July 6, 2026
Sorted out... or roasted out?
Orasort: 5x faster column-sorting with an expired patent from Oracle
Oracle’s old speed trick is free now, but the comments are roasting the article
TLDR: Oracle’s once-patented database speed trick is now free for anyone to use, which could help cheaper, faster data sorting across the industry. But the real fireworks came from commenters, who argued the patent never should’ve existed and mocked the article’s explanation as sloppy and possibly AI-made.
A 20-year-old Oracle patent has finally aged out, and that means a once-protected sorting trick called Orasort is now free for everyone to use. In plain English: it helps databases put text in order much faster by comparing bigger chunks at once instead of crawling through letters one by one. That could mean lower cloud bills and speed boosts for open-source projects like MySQL and PostgreSQL. Sounds like a feel-good tech liberation story, right? The community had other plans.
Instead of cheering, commenters instantly turned the thread into a courtroom, a fact-check, and a roast battle.

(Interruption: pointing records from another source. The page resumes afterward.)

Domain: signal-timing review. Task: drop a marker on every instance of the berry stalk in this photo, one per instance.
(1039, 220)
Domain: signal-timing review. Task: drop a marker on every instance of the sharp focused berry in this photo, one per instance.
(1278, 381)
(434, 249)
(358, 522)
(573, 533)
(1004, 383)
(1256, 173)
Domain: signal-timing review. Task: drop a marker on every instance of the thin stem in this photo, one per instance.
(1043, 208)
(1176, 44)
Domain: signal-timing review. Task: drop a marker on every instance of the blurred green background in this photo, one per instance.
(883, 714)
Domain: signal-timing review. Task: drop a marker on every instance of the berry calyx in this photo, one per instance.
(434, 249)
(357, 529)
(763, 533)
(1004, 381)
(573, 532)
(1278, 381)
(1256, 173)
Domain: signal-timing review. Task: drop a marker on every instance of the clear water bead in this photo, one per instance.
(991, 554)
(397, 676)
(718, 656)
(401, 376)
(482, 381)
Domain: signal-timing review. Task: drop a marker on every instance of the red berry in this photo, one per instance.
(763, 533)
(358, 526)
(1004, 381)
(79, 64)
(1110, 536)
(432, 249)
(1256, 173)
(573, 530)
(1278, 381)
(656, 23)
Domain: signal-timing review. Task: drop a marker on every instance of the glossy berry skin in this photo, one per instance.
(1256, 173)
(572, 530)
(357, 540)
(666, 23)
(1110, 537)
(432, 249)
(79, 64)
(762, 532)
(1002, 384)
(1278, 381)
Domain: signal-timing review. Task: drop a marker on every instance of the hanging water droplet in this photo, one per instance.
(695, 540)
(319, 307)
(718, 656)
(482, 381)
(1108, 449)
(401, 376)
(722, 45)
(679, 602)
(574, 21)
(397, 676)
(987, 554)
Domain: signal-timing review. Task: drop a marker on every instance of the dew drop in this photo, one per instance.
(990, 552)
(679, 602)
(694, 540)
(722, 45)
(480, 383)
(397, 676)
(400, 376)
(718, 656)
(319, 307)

The loudest reaction was outrage that such an "obvious" idea was patented in the first place, with one user saying it’s "kind of insane" and arguing people probably reinvented it over and over anyway. Another camp was less interested in Oracle drama and more interested in dragging the write-up itself, calling it vague, weirdly formatted, and possibly AI-flavored regurgitation. Ouch. One commenter even dropped a better explainer like they were tossing evidence onto the table.
And yes, the nitpicking got deliciously specific. One reader zeroed in on the phrase "CPU register is naturally 8 bytes" and basically said, excuse me, what does “naturally” even mean? That turned the whole conversation from "cool, faster sorting" into a classic internet pile-on: part patent rage, part pedantry, part meme-worthy snark. In other words, exactly the kind of comment section chaos people secretly came for.
Key Points
- •The article says Oracle developed a sorting algorithm called Orasort that made database sorting 5x faster.
- •The article states that the Orasort patent, registered for Mark Callaghan, expired in 2024 after a 20-year term and entered the public domain.
- •Traditional DBMS sorting is described as comparing strings one character at a time until a difference is found.
- •Orasort is described as comparing 8-byte chunks by converting them into 64-bit integers, reducing CPU cycles.
- •The article says MySQL, PostgreSQL, and cloud providers such as AWS can benefit from the algorithm through experimentation, integration, and lower compute costs.